Did you get a restaurant gift certificate for Christmas?
Call up and reserve a table right now.
It's a cold cruel world out there and even the most successful place can lock its doors without much warning. The most upscale of places can go out of business; never mind that cozy little neighborhood boite.
There was a spate of surprising closings at the end of last year, and suddenly I started hearing from readers who must have tucked gift certificates in the back of a seldom-opened drawer.
One guy had one dated December 2005.
What, for heavens sake, was he waiting for? Was he simply not hungry? Delayed gratification is the mark of maturity, sure.
But let's be practical here.
Reality check: My correspondent is probably out of luck. His gift might make an attractive framed picture or table napkin, but he's going to end up eating peanut butter sandwiches at home.
If the restaurant declares bankruptcy, he can get in line with the rest of the creditors. Good luck.
Or, he can become a detective. He might be able to track down the owners and appeal to their good offices. Surprisingly, that could even work.
In the past, there have been restaurant owners who made good on outstanding certificates, usually by directing the holders to another restaurant where a previous arrangement has been made.
But note that it is the certificate holder who must make the effort -- he might locate the former owners by consulting with the new restaurant that has taken over the defunct site, for instance. Because even the most honorable restaurateur is not going to proclaim his generous arrangement for all the world to hear.
Don't hoard those slips of paper for your 25th wedding anniversary. Put on your fancy duds; go out and enjoy dinner. After all, that's what the person who gave you the thing in the first place wanted you to do.
But before you go, read the fine print. Can the certificate be used on weekends?
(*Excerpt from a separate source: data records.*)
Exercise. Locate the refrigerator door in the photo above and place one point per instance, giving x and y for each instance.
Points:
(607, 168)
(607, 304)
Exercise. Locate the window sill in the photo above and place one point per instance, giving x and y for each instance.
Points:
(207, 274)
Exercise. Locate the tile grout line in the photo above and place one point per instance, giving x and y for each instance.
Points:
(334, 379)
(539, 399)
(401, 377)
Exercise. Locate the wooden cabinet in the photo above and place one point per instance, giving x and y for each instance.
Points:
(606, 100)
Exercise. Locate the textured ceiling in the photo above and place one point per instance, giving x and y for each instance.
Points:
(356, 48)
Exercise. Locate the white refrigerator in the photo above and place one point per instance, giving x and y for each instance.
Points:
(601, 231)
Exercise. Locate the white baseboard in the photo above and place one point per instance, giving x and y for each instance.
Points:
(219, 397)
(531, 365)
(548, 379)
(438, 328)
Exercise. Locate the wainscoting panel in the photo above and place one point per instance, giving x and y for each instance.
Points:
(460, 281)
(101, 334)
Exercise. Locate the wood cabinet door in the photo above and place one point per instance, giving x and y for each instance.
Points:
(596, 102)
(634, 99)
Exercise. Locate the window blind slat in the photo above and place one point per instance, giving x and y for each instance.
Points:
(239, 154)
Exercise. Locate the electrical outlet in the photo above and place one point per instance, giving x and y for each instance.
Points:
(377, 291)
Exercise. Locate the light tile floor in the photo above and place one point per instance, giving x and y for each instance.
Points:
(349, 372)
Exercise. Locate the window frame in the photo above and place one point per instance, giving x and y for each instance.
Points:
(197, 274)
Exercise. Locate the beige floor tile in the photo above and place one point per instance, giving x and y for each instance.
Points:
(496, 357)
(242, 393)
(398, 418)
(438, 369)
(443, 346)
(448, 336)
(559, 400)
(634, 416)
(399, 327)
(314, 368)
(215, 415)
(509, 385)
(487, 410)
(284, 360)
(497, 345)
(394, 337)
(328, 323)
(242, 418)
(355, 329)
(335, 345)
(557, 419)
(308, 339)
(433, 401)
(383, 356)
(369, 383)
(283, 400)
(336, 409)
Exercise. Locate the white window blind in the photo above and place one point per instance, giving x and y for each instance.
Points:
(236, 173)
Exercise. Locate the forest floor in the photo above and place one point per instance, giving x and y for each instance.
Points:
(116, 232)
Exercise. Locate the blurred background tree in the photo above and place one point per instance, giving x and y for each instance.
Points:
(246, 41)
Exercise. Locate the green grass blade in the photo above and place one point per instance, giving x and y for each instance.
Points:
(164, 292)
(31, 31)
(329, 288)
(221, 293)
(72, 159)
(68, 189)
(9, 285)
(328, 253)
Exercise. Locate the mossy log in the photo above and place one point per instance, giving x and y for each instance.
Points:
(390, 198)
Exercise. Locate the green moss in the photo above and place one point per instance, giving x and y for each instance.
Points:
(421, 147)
Does it include drinks, wine and/or gratuity?
Does it have an expiration date?
You might think all these stipulations take unfair advantage but you have no choice but to pay attention. You have to play the game.
That game involves being a model patron: Make a reservation ahead of time. And tell the server at the outset that you are going to use a certificate. I advise using the certificate to the max -- because not every restaurant is going to give you "change," although you can inquire about that.
Actually, many restaurateurs are secretly hoping you are going to "order up" and spend more money. A lot of people do. That's just one reason why restaurants love certificates and issue them in the first place.
The other reason is the fact that people tend to forget about them. So don't.